Было темно и покойно. Чернеющие вокруг дома акации источали одуряющий аромат, мерно дышало поблескивающее в сотне шагов от домика море, а где-то под окном в траве увлеченно стрекотала цикада. Маблунг прикрыл глаза и запрокинул голову, подставляя лицо и грудь ласковому ветру и позволяя волосам рассыпаться по спине. Всегда удерживающий тугую темную косу шнурок затерялся где-то в скомканной простыне, и теперь освободившаяся грива охотно заволнилась по всей длине. Он сам словно бы тоже вырвался из какого-то тесного круга и теперь впервые за долгие годы чувствовал себя умиротворенным и спокойным. Вновь обретшим утраченное равновесие. Мир вокруг будто сжался до одних только запахов, тихих звуков и мимолетных прикосновений подвижного воздуха и потерял ход времени, растворившись в одном единственном мгновении. Маблунг тоже в нем будто растворился и, погрузившись в негу, не услышал за спиной легких шагов, очнувшись, лишь, когда узкая прохладная рука легла ему на грудь.

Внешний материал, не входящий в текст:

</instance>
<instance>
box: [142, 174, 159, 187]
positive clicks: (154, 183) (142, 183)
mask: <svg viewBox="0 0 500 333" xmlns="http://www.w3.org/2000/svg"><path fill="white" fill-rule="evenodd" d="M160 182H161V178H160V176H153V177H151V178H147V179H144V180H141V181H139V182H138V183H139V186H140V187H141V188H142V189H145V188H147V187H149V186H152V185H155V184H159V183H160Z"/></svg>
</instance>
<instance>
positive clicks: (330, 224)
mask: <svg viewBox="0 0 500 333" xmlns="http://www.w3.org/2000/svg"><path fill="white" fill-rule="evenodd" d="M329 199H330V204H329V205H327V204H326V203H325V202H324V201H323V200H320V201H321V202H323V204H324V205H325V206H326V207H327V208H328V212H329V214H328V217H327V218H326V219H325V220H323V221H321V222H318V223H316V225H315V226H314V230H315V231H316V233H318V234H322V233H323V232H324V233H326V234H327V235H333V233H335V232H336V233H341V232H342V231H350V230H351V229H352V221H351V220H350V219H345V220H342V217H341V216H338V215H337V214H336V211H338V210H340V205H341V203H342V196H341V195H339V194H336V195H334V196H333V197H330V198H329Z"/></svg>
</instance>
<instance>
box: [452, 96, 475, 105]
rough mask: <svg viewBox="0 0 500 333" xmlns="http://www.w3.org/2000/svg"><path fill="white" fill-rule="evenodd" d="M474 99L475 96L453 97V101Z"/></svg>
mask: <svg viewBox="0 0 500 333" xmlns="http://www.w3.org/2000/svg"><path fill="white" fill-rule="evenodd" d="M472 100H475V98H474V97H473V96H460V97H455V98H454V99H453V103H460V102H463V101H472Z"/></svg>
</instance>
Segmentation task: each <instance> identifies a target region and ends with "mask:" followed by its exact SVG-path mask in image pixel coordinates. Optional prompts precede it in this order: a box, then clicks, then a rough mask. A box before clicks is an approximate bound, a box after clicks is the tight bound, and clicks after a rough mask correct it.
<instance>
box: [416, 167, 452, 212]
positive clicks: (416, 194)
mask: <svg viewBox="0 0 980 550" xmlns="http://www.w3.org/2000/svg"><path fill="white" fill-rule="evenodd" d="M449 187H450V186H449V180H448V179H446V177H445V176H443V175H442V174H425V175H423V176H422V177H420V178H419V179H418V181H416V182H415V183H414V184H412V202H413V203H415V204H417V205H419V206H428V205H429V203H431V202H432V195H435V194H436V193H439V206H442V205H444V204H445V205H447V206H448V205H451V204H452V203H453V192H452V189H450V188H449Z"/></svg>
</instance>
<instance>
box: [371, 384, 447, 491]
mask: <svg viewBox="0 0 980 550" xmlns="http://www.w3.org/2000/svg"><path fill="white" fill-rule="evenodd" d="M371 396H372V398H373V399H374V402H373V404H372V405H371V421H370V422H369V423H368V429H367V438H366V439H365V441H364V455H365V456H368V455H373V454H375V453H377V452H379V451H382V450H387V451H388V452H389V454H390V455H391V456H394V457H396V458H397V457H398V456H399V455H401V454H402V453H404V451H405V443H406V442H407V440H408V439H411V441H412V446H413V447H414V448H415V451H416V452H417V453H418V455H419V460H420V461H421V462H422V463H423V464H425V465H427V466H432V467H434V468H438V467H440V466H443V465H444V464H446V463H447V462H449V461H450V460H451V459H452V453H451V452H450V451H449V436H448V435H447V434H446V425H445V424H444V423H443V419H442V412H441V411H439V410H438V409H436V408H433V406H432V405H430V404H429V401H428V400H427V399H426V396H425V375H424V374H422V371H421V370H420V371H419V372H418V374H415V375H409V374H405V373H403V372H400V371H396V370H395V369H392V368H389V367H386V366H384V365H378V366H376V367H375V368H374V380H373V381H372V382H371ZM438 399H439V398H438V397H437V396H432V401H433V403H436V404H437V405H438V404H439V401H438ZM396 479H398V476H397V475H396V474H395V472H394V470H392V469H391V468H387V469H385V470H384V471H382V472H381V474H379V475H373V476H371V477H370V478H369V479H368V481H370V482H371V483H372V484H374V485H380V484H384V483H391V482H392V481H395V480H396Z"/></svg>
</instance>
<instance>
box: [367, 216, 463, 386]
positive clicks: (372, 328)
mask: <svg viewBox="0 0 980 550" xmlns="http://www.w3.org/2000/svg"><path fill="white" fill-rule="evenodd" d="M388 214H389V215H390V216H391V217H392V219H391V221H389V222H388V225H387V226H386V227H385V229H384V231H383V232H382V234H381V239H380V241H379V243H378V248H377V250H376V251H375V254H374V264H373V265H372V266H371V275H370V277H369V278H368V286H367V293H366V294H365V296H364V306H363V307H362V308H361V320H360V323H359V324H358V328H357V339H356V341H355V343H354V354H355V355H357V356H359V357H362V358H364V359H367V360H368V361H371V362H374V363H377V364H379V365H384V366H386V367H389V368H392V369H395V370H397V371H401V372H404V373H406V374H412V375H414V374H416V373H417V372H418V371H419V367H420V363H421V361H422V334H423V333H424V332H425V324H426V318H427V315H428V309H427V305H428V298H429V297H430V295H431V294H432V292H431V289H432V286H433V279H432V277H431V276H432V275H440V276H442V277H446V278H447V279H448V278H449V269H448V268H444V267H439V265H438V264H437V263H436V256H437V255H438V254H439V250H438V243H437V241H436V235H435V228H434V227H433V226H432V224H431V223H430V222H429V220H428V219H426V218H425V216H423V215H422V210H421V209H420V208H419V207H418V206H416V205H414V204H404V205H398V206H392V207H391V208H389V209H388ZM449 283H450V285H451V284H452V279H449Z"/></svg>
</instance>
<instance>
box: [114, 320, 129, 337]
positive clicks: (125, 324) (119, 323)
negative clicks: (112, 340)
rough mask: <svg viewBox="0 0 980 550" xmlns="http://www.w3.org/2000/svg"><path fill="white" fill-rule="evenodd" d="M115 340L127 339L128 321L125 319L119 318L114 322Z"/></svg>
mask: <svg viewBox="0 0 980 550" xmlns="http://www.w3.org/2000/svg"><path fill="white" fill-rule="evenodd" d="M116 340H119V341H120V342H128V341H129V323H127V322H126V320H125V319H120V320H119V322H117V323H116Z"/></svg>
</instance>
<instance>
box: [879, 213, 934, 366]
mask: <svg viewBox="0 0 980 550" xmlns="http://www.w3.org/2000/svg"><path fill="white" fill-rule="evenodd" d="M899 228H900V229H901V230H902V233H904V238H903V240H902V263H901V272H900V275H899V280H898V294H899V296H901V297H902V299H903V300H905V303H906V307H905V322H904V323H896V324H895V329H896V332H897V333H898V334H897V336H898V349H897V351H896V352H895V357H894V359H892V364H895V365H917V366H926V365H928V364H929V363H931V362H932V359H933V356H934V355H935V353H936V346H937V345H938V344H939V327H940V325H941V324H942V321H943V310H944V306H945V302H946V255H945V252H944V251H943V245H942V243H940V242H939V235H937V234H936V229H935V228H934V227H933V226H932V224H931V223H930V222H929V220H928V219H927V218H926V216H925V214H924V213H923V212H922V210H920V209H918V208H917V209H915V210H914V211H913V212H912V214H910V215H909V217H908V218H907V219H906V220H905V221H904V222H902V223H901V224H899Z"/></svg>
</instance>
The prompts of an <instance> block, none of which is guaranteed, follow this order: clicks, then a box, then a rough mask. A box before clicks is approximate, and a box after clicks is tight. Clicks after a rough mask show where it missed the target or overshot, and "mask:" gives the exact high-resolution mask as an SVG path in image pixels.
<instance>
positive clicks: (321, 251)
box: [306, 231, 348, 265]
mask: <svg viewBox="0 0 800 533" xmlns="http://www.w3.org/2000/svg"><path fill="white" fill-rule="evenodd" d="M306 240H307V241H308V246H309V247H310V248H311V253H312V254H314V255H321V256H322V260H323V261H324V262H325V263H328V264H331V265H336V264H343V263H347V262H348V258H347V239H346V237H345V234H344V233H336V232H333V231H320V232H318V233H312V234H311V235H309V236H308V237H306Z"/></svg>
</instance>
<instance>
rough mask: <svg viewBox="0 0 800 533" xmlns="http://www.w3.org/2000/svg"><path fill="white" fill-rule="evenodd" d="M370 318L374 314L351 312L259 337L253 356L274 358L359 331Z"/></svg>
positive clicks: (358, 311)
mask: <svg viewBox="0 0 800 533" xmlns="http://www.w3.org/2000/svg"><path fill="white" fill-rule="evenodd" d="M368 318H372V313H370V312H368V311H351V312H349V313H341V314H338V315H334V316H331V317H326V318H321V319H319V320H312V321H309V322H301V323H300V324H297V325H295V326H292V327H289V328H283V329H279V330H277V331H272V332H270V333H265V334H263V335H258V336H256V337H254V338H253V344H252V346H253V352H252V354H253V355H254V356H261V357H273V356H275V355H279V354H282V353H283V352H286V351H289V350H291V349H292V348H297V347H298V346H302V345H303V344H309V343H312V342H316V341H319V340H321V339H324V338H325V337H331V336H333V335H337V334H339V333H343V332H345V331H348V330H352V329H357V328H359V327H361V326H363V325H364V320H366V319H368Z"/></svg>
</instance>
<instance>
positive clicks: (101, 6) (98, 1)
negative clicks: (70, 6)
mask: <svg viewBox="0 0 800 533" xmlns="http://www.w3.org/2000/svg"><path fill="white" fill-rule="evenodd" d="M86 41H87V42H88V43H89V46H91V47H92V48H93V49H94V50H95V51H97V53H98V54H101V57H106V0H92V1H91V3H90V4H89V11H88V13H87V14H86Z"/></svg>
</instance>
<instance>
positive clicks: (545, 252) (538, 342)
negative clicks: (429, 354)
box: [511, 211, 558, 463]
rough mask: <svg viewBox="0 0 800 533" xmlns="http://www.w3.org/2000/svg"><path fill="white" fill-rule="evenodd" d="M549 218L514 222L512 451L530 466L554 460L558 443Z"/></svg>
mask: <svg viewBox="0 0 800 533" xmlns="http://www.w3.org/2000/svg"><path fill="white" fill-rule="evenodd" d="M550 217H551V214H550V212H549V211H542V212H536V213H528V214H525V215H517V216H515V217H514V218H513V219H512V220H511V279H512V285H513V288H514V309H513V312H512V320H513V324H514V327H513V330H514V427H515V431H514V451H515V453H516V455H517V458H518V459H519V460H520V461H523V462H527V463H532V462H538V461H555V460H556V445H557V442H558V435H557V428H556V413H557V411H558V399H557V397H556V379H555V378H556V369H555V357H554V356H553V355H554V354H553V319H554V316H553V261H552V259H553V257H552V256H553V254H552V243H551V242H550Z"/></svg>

Одетая в тонкую льняную сорочку Ниэнор остановилась подле него и, приникнув щекой к плечу, устремила взгляд в сторону моря. Не было смысла что-то говорить, поэтому они долго молчали, переплетясь пальцами и слушая дыхание друг друга. Но потом Ниэнор все же спросила:
- Завтра ты ведь все равно уедешь?
- Да. Я обещал Элу не задерживаться, – Маблунг кивнул и ободряюще погладил аданэт по скрытому тонкой тканью плечу: – Ему предстоит расплачиваться с гномами, и он хочет, чтобы я был рядом.
- Чего-то опасается?
- Возможно. Они слишком затягивают работу, и осторожность будет нелишней.
- Пожалуй… Что ты потом скажешь королю Тинголу?
- Что должен уехать и, наконец, остаться.
Ниэнор счастливо улыбнулась, сильнее сдавила его ладонь и теснее прильнула к крепкому надежному плечу.
- Я буду ждать тебя. Возвращайся.
- Я вернусь. Обещаю.
Маблунг освободил руку и, тоже не сдержав улыбки, ближе и плотнее прижал к себе аданэт.
Вновь было тихо и безмятежно, и сейчас, когда все будто встало на свои места, он чувствовал, что с чистой душой и полной уверенностью может, наконец-то, смотреть вперед. Туда, где вдали таял мрак умирающей ночи, а на горизонте медленно проявлялось тонкое алое лезвие рождающегося рассвета.